Apenas se tiene
un pie dentro de la Universidad, la incertidumbre sobre el futuro laboral
persiste casi hasta la fecha misma de graduación. Lo digo por experiencia
propia. A mi llegaron a dibujarme la posibilidad (real) de trabajar como
maestro en algún centro educativo, fuera incluso de la enseñanza superior. “Será
donde el país los necesite”, nos decían de forma lapidaria.
Con esos truenos, imaginen el desconcierto. El destino de quienes apostamos por estudiar Periodismo no lo determinaban las decisiones ni el desempeño docente del alumno. Las aspiraciones personales carecían de valor ante la estrechez arbitraria de las opciones.
Por suerte, mi
generación no acabó tan mal. El éxodo de profesionales de los medios de comunicación
dejó espacio para todos, aunque algunos fueron ubicados a kilómetros de
distancia de su casa, desprovistos de transporte para el viaje diario de un
municipio a otro.
Todavía recuerdo
aquella comiquísima reunión de quinto año, después de los machetazos por
concretar los lugares del escalafón. De pronto, apareció ante nosotros el principio
de “territorialidad”, que le impedía al mejor estudiante del grupo optar por su
sueño dorado, y lo obligaba a conformarse con una plaza en la pequeña emisora de
su pueblo. No les cuento todos los detalles, pero a punto estuvo el muchacho de
devolverle los truenos a la decana.
Historias
similares perturban la esperanza de los graduados universitarios a lo largo del
archipiélago, al chocar con la verdadera circunstancia de su perfil laboral,
muchas veces distante de los conocimientos adquiridos durante la carrera, y de
la vocación adolescente que nos llevó a elegirla.
Lo incomprensible
es que tales desafueros tienen un amparo legal en el Código de Trabajo, sometido
a debate en las agrupaciones sindicales, sin tomar siquiera como referente los
criterios del sector estudiantil (específicamente de las enseñanzas técnica y
superior), inmediata fuerza productiva en la que se invierten millones de pesos
para su formación.
El artículo 89 de
su Reglamento precisa que la ubicación laboral debe corresponderse, primero,
con las necesidades de la producción y los servicios, y segundo, con los estudios
cursados, siempre que no figure “imprescindible” situar al recién egresado en
un cargo distinto a su especialidad, acorde o no con las particularidades de su
profesión.
Bajo esta norma,
la mayoría de las ofertas de trabajo lucen poco llamativas frente a las lógicas
ambiciones de un joven que inicia su vida laboral, para colmo consciente de que
el salario a cobrar no le alcanzará para comprar la ropa de moda, mantener el
celular o darle un gustito a su pareja.
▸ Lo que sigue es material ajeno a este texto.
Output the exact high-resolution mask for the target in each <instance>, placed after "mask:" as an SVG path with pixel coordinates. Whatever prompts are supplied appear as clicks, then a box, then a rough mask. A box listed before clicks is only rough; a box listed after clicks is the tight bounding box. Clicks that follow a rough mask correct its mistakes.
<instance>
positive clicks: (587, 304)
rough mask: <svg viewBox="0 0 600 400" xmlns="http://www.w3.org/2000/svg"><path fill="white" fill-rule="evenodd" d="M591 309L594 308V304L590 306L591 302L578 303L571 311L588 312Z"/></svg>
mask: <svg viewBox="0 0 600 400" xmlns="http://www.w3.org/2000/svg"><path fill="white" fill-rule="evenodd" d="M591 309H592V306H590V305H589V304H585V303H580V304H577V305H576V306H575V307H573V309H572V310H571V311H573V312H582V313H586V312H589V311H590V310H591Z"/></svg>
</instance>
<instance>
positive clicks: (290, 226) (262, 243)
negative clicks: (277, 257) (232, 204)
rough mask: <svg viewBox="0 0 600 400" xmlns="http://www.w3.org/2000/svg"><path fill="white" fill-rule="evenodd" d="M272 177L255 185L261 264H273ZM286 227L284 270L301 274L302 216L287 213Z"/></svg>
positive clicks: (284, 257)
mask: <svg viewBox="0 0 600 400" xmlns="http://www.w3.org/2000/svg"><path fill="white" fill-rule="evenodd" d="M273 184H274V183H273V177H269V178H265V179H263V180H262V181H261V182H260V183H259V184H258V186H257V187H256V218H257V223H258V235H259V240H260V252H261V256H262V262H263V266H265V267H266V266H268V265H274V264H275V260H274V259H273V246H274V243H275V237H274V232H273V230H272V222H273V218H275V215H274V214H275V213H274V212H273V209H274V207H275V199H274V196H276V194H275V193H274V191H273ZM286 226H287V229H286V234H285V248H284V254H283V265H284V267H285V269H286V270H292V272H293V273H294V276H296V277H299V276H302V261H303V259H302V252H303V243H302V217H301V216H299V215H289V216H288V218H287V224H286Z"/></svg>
Si acaso, aportar algo a la economía
familiar.
Conozco varios
casos que deberían suscitar una discusión seria sobre la política de empleo
existente: agrónomos dedicados a la compra-venta de CD, cibernéticos en el
negocio de las bisuterías, filólogos en la cría de cerdos, arquitectos en
función de fotógrafos, ingenieros automáticos en la reparación de celulares, licenciados
en Lengua Inglesa en el comercio de artesanías…
Honestamente, tampoco
creo que constituya un propósito del Estado cubano desvirtuar el gasto en la
educación universitaria, sobre todo cuando tanto se habla de fortalecer la
empresa socialista. Sin embargo, en la base de la pirámide las disposiciones no
andan por buen camino.
Al margen de las
condiciones objetivas (la escasa remuneración), al adiestrado le toca padecer
el mal del último que llega, o sea: trabajar en las tareas menos atractivas de cualquier
entidad, situación que afronta en rol de cordero para no ver perjudicada su
evaluación.
Otro elemento
cuestionable implica el proceso de demanda, supuestamente elaborado a partir de
la necesidad de fuerza calificada, según las exigencias del desarrollo socio-económico.
Lo regula la Resolución 8 de 2013, del Ministerio de Trabajo y Seguridad Social,
mecanismo que en ocasiones se trastoca, pues las políticas del país van por un
rumbo, y las “necesidades” por otro.
El descontento o
la frustración resulta el pago final de un grupo nada despreciable de graduados
universitarios. Podrán decir que cerca de 1 millón 163 mil jóvenes trabajan en
el sector no estatal, y 155 mil 600 en las nuevas formas de gestión. Pero en la
frialdad de esos números jamás hallaremos el desajuste de la diana en el
entorno laboral cubano. Mientras se acoteja (si lo hace), habrá quienes
resistan o esperen al cambio, y habrá quienes continúen apostando por encontrar
la felicidad en un empleo para el que nunca estudiaron.